As the third Mother’s Day since my separation (my first since my divorce) fast approaches, I invited my three children to each write a guest blog post about why they believe Mother’s Day is better after divorce. When I suggested the topic, it did not occur to me any of my kids might still feel otherwise. After all, we have been working so hard these past two years to mend the heartache that unavoidably follows divorce, even the less contentious ones, and today I am fortunate to say our house is generally a happy one. What I received from my middle child, a typical 12 year-old seventh grade girl, follows, opening my eyes to how an adolescent may process her parent’s split, and areas where I can be more sensitive to her feelings while successfully acclimating her, and me, to living happily and contentedly as part of a two-household family and maintaining a positive look to the future. Here is her post.
My father moved out of my house in April 2012. Even though he never lived at home full-time after 2009 when he was transferred back to Hong Kong, it is different now that my father is officially no longer a part of Mother’s Day. I do not like the feeling of this “different” Mother’s Day. Here are five important reasons why Mother’s Day was better when my father was there, too.
1. My father no longer calls to wish my mother a Happy Mother’s Day and is no longer there to buy my mom flowers for the occasion. I remembered seeing flowers on the round table in the main hallway of my house, year after year, and the sight of it would make me happier. Flowers are no longer put on the round table since my parents’ marriage ended. Nowadays, flowers are given to my dad’s fiancée, who is not even a mother, but will soon be my stepmother. The phone calls ended, and my dad no longer says, “Happy Mother’s Day,” to the mother of his three kids.
2. There is always an empty seat at the table during our Mother’s Day meal. Even though Grandma, Grandpa, my uncle, my mom, my sister, my brother, and I are there, there is always that empty seat. “Party of seven.” There is no such thing as a table for seven at a restaurant, so we get taken to a table for eight. One more member of the family could take that seat, designed to be my father’s seat at the table.
3. When I am at a restaurant for Mother’s Day, I look around and see tables full of families. Children, grandparents, uncles and aunts, cousins, mothers, and fathers.

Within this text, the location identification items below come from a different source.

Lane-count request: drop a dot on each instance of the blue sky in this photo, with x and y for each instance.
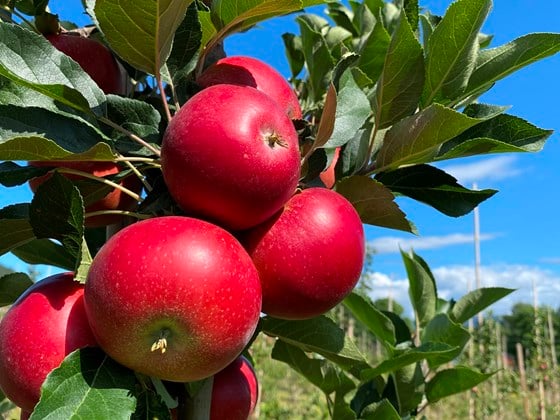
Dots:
(519, 225)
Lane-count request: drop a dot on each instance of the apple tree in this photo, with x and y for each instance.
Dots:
(201, 200)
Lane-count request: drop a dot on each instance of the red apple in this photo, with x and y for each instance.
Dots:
(309, 256)
(173, 297)
(43, 326)
(231, 155)
(114, 200)
(235, 390)
(94, 58)
(248, 71)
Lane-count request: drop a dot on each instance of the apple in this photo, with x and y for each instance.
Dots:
(235, 390)
(173, 297)
(41, 328)
(114, 200)
(248, 71)
(231, 155)
(94, 58)
(309, 256)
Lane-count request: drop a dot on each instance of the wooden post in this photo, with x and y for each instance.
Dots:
(523, 380)
(477, 254)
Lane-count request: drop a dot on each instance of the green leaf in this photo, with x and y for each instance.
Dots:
(320, 335)
(411, 9)
(40, 148)
(407, 357)
(372, 318)
(402, 80)
(374, 203)
(422, 287)
(453, 381)
(57, 212)
(452, 49)
(381, 410)
(374, 51)
(319, 372)
(12, 174)
(31, 61)
(318, 58)
(409, 387)
(476, 301)
(88, 384)
(141, 31)
(418, 138)
(501, 134)
(294, 53)
(44, 251)
(496, 63)
(441, 329)
(83, 263)
(138, 117)
(352, 110)
(434, 187)
(31, 7)
(241, 14)
(150, 406)
(12, 287)
(32, 128)
(341, 408)
(186, 45)
(15, 227)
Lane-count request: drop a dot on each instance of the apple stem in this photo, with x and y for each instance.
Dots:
(163, 97)
(119, 212)
(99, 179)
(131, 135)
(274, 139)
(161, 342)
(141, 177)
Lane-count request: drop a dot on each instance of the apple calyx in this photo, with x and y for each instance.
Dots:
(161, 342)
(274, 139)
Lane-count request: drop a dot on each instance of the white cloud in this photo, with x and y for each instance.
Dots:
(393, 244)
(551, 260)
(490, 169)
(452, 282)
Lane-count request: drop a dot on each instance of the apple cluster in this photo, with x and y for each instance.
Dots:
(179, 297)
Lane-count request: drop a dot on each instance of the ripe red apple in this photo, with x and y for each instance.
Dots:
(309, 256)
(235, 390)
(248, 71)
(43, 326)
(173, 297)
(231, 155)
(114, 200)
(95, 58)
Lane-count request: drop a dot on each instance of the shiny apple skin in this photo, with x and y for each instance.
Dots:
(249, 71)
(94, 58)
(40, 329)
(235, 391)
(179, 278)
(309, 256)
(220, 162)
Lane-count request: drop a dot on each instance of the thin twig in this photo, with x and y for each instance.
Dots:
(101, 180)
(164, 98)
(119, 212)
(130, 135)
(140, 176)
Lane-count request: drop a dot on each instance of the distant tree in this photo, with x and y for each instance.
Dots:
(519, 326)
(391, 305)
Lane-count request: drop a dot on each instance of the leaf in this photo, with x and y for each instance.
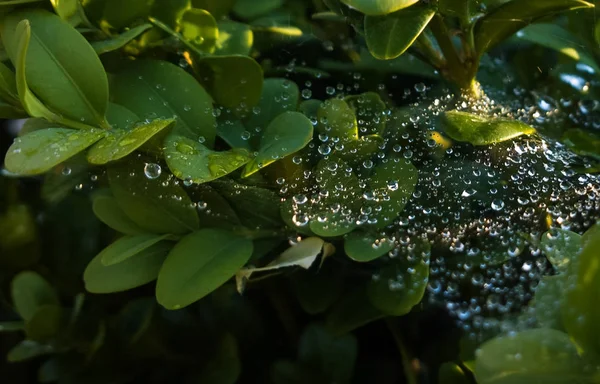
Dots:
(555, 37)
(154, 89)
(512, 16)
(233, 81)
(379, 7)
(391, 35)
(199, 28)
(121, 40)
(480, 130)
(157, 205)
(334, 356)
(131, 273)
(364, 247)
(200, 263)
(190, 160)
(337, 119)
(76, 89)
(108, 211)
(301, 255)
(390, 188)
(120, 143)
(39, 151)
(234, 39)
(251, 9)
(560, 246)
(532, 356)
(402, 283)
(29, 292)
(128, 246)
(285, 135)
(580, 311)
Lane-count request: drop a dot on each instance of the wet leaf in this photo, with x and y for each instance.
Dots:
(480, 130)
(121, 40)
(29, 292)
(391, 35)
(77, 89)
(200, 263)
(512, 16)
(131, 273)
(536, 355)
(190, 160)
(155, 204)
(40, 151)
(285, 135)
(128, 246)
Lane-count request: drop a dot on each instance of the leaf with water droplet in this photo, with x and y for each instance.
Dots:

The father and mother happily get along and are constantly smiling about the special day. This used to be my family before my parents got divorced. Now, all that is left is my mom talking to her mother and stepfather about how Dad should at least call to wish her a happy Mother’s Day.
4. Mother’s Day has become “Single Mother’s Day” for me. Instead of seeing a complete family every Mother’s Day, we wind up having a long discussion about how our family is still “complete” and that Mother’s Day is not any different than it was before. On “Single Mother’s Day,” Grandma and Mom have their own discussion about Mom being single and stuff like that. In the end, the day is not about being an amazing mother, but a day about being a single mother.
5. Mother’s Day no longer has any charm to it for me. Mother’s Day is about a complete family celebrating all of the work a mother does for the rest of her family. It is all about acknowledging the work she has done during the entire year. Now, since the divorce, Mother’s Day is about divorce. Why would such a happy day be about such a devastating topic? I do not know, and now Mother’s Day is a sadder day for me.
My mom says Mother’s Day is better now that she is divorced. I completely disagree. She says she and Dad no longer fight on Mother’s Day. The truth is, they often fought less on Mother’s Day than they fought on other days. They would bicker often, but I once saw somewhere couples that fight care a lot about each other.
My mom tells me there are ways to make Mother’s Day better, but the only way that would make my Mother’s Day better would be if my dad were there, too. I know exactly what she is aiming at. What she wants me to believe is that a stepfather will save Mother’s Day. But, he would not save my Mother’s Day. Yes, he would fill the empty chair at the table, he would make the day not “Single Mother’s Day,” and he would buy my mom flowers. But there is one thing a stepfather would never replace—the feel of Mother’s Day before my parent’s divorce. My dad is the only person who could bring back the old feeling of this special day. A stepfather could never do that, no matter what anyone else says, and no matter how much I like and accept him. Mom could bring a stepfather to Mother’s Day, and into our lives, but wishing my dad were there is something that will never change.
Contemplating my daughter’s words, I recognize Mother’s Day (and, similarly, Father’s Day) is as much, if not more, about our children than our titles, especially in situations of separation or divorce. Divorce can consume us if we are not careful, preoccupy and distract us, and prevent us from seeing what is right before our eyes. As parents we must ensure our young ones know this day is truly a celebration of the relationship and bond shared between mother and child, not about what is perceived to be lacking or missing from our lives as a consequence of our split. Though our “old” Mother’s Days are no more, this Sunday, and every other day starting right now, I will be more conscious about focusing on all that I have. As I do, I will give my children the respect and space they need, and are entitled, to miss their father, while helping them accept that each of their parents has moved on from one other and are better, happier, and healthier for doing so.
Wishing you and the ones you love a very happy Mother’s Day.